В небе мерцали звезды — мелкие, зимние, дрожащие — я посмотрел на них и почему-то снова подумал о Жабрине. Подумал, что на самом деле он, может быть, совсем не то, чем кажется. Откуда мы знаем, что он такое на самом деле?

Я слушал Сашку Коломийцева и думал, что, возможно, на самом деле и я — совсем не то, чем пытаюсь себе казаться. Возможно, я только кажусь себе таким же, каким был, когда собирался бросить школу, чтобы бежать в Индонезию и умереть за свободу,— а на самом деле все это пустяки — все эти бесконечные метания в поисках высшей справедливости и абсолютных истин, и во мне ничего нет, кроме пошленького тщеславия и злости вечного неудачника?..

— Ты слышишь или не слышишь?..

— Слышу,— сказал я.

Сашка поправил очки и посмотрел на меня пристально и скорбно.

— Я думаю,— сказал он,— сейчас самое время зайти в «Руно».

«Золотое руно» — так назывался центральный ресторан. Его единственная в городе неоновая вывеска горела бледно-голубым сатанинским огнем над площадью, на которую мы вышли.

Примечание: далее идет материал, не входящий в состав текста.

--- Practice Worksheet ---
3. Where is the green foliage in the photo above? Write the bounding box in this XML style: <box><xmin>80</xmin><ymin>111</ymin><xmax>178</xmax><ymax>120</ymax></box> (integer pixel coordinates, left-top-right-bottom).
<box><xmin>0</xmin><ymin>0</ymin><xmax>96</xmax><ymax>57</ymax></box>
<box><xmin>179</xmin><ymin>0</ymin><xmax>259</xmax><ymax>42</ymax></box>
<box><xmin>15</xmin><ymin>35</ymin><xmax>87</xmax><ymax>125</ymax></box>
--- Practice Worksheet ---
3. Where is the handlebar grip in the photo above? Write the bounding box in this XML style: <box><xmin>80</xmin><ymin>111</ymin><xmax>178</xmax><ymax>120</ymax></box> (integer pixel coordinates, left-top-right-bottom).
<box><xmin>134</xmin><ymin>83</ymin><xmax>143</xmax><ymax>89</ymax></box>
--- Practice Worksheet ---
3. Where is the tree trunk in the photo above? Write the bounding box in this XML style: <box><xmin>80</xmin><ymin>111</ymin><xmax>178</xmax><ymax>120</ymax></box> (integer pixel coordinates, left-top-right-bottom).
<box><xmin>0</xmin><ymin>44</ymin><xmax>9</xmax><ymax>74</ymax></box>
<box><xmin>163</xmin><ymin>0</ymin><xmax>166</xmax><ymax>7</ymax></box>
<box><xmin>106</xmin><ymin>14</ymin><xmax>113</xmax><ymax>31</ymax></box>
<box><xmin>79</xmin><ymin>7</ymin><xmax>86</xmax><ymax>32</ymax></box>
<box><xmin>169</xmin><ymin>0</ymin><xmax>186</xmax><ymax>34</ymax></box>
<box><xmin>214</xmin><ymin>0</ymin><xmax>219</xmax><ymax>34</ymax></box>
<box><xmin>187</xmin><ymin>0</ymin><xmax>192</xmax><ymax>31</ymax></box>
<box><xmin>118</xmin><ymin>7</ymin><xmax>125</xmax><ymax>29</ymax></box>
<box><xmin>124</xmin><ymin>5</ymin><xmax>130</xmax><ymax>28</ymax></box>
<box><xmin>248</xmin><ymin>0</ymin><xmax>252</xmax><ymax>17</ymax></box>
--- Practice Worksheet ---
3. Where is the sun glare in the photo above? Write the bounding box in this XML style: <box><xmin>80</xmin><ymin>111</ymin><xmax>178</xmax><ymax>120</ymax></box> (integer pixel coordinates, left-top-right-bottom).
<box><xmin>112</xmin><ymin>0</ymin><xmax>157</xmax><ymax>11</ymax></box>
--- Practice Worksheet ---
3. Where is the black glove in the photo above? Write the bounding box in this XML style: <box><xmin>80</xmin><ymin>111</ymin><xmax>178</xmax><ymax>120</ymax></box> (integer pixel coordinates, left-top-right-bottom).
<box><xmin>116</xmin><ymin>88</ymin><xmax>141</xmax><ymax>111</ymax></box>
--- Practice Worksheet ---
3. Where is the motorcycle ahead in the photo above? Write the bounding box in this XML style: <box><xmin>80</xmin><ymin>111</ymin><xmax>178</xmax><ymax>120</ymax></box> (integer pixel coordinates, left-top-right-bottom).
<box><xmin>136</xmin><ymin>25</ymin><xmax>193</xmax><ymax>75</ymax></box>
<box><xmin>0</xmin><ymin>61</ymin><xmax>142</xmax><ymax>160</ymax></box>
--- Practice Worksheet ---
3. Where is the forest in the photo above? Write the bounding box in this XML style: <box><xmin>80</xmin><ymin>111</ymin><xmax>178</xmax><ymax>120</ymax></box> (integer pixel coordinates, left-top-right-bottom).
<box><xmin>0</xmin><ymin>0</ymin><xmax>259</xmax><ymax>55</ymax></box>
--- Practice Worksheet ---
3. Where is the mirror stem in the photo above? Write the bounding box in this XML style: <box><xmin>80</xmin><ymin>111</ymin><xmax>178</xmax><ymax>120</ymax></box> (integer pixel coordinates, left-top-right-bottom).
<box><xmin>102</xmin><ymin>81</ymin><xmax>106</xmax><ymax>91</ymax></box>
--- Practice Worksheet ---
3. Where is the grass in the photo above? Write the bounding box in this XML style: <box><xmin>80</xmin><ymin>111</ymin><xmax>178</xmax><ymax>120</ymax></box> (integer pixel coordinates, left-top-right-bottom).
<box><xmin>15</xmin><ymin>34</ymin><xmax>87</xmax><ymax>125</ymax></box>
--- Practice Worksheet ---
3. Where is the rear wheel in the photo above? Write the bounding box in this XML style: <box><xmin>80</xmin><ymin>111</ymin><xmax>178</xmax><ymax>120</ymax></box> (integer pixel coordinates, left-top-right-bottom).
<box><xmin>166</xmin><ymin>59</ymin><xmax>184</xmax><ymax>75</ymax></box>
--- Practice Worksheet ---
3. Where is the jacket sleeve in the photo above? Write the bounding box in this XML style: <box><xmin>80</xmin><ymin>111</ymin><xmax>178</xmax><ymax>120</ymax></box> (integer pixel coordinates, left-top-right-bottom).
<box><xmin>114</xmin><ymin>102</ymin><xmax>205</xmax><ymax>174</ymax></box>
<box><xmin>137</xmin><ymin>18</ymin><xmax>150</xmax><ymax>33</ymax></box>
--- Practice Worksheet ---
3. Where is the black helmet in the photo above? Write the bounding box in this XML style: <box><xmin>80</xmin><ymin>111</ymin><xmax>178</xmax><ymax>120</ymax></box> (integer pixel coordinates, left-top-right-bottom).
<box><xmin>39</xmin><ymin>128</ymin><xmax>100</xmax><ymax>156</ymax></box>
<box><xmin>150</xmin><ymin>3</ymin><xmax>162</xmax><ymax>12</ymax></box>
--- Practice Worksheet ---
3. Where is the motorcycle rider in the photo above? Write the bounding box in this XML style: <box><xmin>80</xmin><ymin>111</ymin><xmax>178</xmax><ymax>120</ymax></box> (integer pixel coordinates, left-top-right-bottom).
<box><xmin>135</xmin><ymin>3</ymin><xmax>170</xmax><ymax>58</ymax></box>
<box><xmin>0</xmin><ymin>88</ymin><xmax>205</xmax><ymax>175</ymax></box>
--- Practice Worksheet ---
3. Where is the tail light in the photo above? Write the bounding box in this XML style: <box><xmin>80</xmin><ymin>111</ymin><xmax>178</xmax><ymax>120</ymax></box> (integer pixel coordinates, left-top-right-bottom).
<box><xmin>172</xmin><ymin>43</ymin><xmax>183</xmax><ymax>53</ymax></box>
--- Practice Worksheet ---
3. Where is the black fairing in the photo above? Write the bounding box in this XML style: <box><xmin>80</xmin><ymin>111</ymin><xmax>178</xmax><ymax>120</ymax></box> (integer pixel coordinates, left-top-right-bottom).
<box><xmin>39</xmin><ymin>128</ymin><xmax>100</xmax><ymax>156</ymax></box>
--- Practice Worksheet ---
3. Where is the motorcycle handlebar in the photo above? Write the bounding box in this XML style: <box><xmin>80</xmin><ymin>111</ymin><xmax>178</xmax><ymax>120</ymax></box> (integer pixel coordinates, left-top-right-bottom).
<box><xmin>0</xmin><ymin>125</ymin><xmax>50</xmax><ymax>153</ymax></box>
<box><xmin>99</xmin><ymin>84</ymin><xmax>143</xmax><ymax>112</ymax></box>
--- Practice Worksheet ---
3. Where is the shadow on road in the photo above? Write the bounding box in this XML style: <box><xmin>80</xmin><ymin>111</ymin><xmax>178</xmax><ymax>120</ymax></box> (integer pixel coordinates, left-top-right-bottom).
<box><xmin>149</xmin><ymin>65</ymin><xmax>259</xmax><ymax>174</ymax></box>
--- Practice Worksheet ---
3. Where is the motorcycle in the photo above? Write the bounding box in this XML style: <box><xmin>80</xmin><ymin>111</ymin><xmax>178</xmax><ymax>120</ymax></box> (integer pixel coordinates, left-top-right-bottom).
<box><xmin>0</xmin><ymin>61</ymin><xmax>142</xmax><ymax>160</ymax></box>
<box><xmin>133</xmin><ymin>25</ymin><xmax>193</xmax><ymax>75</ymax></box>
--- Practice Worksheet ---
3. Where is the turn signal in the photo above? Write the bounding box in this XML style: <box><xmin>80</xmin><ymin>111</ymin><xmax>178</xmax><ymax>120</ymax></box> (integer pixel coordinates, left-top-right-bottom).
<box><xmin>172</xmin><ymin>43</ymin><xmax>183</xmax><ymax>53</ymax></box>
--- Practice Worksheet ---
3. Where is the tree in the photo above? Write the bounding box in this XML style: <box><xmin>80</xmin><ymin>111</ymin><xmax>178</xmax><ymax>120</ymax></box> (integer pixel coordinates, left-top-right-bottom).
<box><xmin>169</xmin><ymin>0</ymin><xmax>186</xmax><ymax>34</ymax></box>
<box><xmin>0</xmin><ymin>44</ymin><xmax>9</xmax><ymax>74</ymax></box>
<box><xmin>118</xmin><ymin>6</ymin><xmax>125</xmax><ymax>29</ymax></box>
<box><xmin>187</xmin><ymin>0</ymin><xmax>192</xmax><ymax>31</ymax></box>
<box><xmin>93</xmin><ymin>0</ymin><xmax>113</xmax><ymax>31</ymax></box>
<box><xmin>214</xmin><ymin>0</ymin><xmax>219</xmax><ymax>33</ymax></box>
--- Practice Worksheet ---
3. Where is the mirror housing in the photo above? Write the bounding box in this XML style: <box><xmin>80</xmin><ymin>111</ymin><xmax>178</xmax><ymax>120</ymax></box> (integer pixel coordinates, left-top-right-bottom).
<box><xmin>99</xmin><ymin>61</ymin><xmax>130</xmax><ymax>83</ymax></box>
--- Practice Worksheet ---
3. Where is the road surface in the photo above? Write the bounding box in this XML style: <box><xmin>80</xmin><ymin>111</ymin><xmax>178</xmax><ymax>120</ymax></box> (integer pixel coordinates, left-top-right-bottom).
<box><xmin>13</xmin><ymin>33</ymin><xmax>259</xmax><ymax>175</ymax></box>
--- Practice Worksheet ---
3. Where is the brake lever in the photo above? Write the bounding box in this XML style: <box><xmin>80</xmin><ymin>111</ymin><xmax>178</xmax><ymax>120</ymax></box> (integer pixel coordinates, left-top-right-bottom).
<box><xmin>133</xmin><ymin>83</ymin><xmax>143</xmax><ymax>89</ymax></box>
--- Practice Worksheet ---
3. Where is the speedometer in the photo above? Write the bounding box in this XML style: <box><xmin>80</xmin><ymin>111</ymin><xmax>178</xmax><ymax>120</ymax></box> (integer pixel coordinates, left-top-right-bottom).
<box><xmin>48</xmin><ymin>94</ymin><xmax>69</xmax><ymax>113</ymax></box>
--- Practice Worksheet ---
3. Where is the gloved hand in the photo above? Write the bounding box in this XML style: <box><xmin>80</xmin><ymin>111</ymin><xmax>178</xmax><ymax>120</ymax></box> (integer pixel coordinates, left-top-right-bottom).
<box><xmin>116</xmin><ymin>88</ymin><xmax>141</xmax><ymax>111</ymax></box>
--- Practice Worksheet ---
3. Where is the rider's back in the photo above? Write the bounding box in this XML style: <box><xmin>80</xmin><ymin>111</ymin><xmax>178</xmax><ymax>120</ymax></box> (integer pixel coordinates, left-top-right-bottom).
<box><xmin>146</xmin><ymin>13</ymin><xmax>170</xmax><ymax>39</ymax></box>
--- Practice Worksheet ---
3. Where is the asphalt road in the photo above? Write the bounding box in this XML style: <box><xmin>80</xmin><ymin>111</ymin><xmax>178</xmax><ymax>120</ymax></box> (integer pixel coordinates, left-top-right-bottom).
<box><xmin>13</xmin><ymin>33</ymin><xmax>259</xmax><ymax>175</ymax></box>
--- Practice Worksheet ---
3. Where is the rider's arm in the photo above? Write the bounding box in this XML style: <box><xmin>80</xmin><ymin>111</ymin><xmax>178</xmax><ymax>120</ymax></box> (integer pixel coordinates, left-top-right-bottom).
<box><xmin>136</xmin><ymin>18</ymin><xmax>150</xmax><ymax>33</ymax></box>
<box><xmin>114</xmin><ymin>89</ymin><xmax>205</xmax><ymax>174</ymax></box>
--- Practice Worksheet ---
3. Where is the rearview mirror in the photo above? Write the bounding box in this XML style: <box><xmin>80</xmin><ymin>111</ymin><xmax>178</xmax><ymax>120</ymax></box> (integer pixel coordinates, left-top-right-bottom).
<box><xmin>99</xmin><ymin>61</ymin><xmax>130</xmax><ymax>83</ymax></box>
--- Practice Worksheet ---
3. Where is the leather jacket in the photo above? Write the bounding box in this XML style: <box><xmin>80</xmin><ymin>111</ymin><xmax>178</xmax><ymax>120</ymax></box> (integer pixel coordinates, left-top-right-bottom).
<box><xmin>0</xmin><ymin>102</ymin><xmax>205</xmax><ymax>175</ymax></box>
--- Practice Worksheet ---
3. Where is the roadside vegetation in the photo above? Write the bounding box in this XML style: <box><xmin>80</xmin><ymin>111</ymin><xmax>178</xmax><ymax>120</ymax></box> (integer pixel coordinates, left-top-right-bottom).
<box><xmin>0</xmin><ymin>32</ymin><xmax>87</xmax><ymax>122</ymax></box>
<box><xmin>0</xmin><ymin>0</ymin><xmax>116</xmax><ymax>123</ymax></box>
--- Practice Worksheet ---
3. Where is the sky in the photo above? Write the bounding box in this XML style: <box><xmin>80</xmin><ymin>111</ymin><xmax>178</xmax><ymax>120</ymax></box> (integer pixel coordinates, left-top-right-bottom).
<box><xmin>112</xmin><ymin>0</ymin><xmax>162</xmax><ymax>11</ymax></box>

Мне не хотелось идти в ресторан, и в общежитие возвращаться тоже не хотелось, мне хотелось остаться одному, но я не мог обидеть Сашку. Вчера он получил перевод из дома и носился целый день по институту, раздавая долги.

— Мне кажется, у меня еще что-то осталось,— сказал Сашка.— Правда, я видел в когизе юбилейный Шекспировский сборник...

Но он был готов пожертвовать ради меня даже шекспировским сборником.

* * *

Он сосредоточенно изучал меню, шевеля и причмокивая пухлыми губами. У Коломийцева было круглое лицо с розовыми щечками и рыжеватые волосы в мелких кудряшках. Если бы ангелы носили очки, он был бы точной копией ангелочка с картины Рафаэля.

В зале, еще пустоватом, сидели одни мужчины: теплая компания багроворожих деляг в лосиных сапогах и белых бурках; командированные с деловито жующими челюстями; пара застенчивых, настороженных морячков и пожилой человек в офицерском кителе без погон,— длинный, худой, печальный, похожий на Дон-Кихота без эспаньолки, дрожащей рукой он выплескивал в стакан водку из графина и опрокидывал в рот, не закусывая. На низенькой эстрадке, возле пианино, стоял барабан и рядом, на стуле, блистал перламутром аккордеон; оркестранты сидели за столиком и пили пиво.

Официантка с подчеркнуто-безразличным видом ждала, поглядывая по сторонам, и нетерпеливо постукивала карандашиком по раскрытому блокнотику. Она была очень молоденькой, в белой кружевной наколке, прозрачной кофточке и напоминала одно из тех нежнейших созданий кондитерского вдохновения, которые пестрели за витриной буфета. Услышав о биточках с вермишелью и бутылке портвейна, она сказала:

— Белое пить будете?

— «In vino veritas»,— вздохнул Сашка, заканчивая в уме сложные подсчеты.— Увы, но мы не будем пить белого, девушка!..

Она по-цыгански передернула плечами и, оскорбленно вильнув задом, поплыла к буфету. У нее был очень красноречивый зад. Им было можно выразить все, даже презрение к нашим студенческим карманам.

Мы заходили сюда редко, довольствуясь институтской столовкой и — в день стипендии — кафе-закусочной, расположенной в подвальчике, с окнами вровень тротуару; мы ели там жареную треску, дули жигулевское, спорили о статьях Эренбурга и очерках Овечкина. В ресторан мы являлись в исключительных случаях, когда требовалось восстановить равновесие между собой и миром. Наши сбитые подошвы нежились, ступая по ковровым дорожкам, крахмальные скатерти топорщились на столах, узкие серебряные сковородки фыркали маслом, и вино в бокалах играло веселыми огоньками. Жабрин в своей конурке отсюда казался не более реальным, чем облачко дыма.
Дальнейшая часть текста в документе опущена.